The kidney serves as the primary organ responsible for eliminating drugs and their metabolites from the body. This process, known as renal elimination, starts with glomerular filtration and results in urine formation. Each kidney houses millions of functional units called nephrons, where urine production occurs. A nephron has two main components: a renal corpuscle and a renal tubule.
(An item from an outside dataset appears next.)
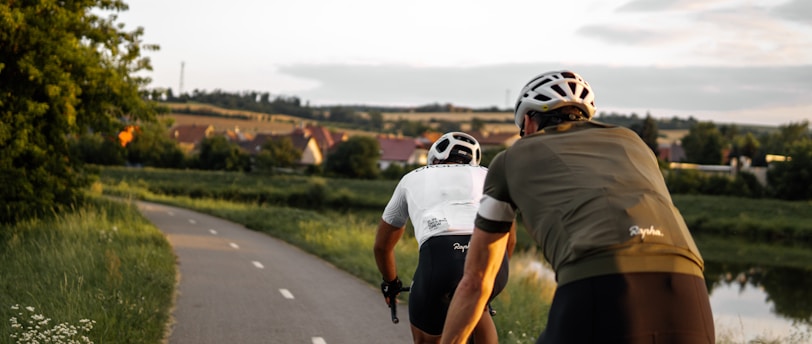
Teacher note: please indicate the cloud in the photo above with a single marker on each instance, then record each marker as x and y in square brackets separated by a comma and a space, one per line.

Drugs gain access to the kidney via the renal artery, which progressively branches off into afferent arterioles. The drug is then transported to the glomerulus, a network of capillaries enclosed by Bowman's capsule, located within the renal corpuscle section of the nephron. Due to the porous nature of the glomerular capillaries' endothelium and the elevated hydrostatic blood pressure inside the capillaries, unbound drug molecules, plasma, and other small solutes are pushed out of the glomerulus and into Bowman's capsule through a mechanism known as glomerular filtration. The resulting fluid, or renal filtrate, moves into the renal tubule portion of the nephron, where it ultimately forms urine.
Factors such as the glomerular filtration rate and the level of drug binding to plasma proteins determine the number of drugs that enter the tubule. Drugs not included in the filtrate leave the glomerulus via efferent arterioles.
In kidneys, drugs enter the renal artery, pass through the afferent arterioles, and drain into the glomerular capillaries surrounded by the Bowman's capsule.
The difference in diameters between afferent and efferent arterioles, increases vascular resistance and glomerular blood pressure.
This increased pressure forces water, drugs weighing below 20 kDa, and other solutes out of the glomeruli via the porous endothelium into the Bowman's capsule. This unidirectional glomerular filtration forms renal filtrate, which flows through renal tubules to form urine.
The glomerular filtration rate or GFR is the volume of renal filtrate collectively formed per minute by all the kidneys' glomeruli.
Clinically, GFR estimation depends on drugs like inulin, which is excreted by filtration only. As a result, inulin clearance is approximately equal to GFR.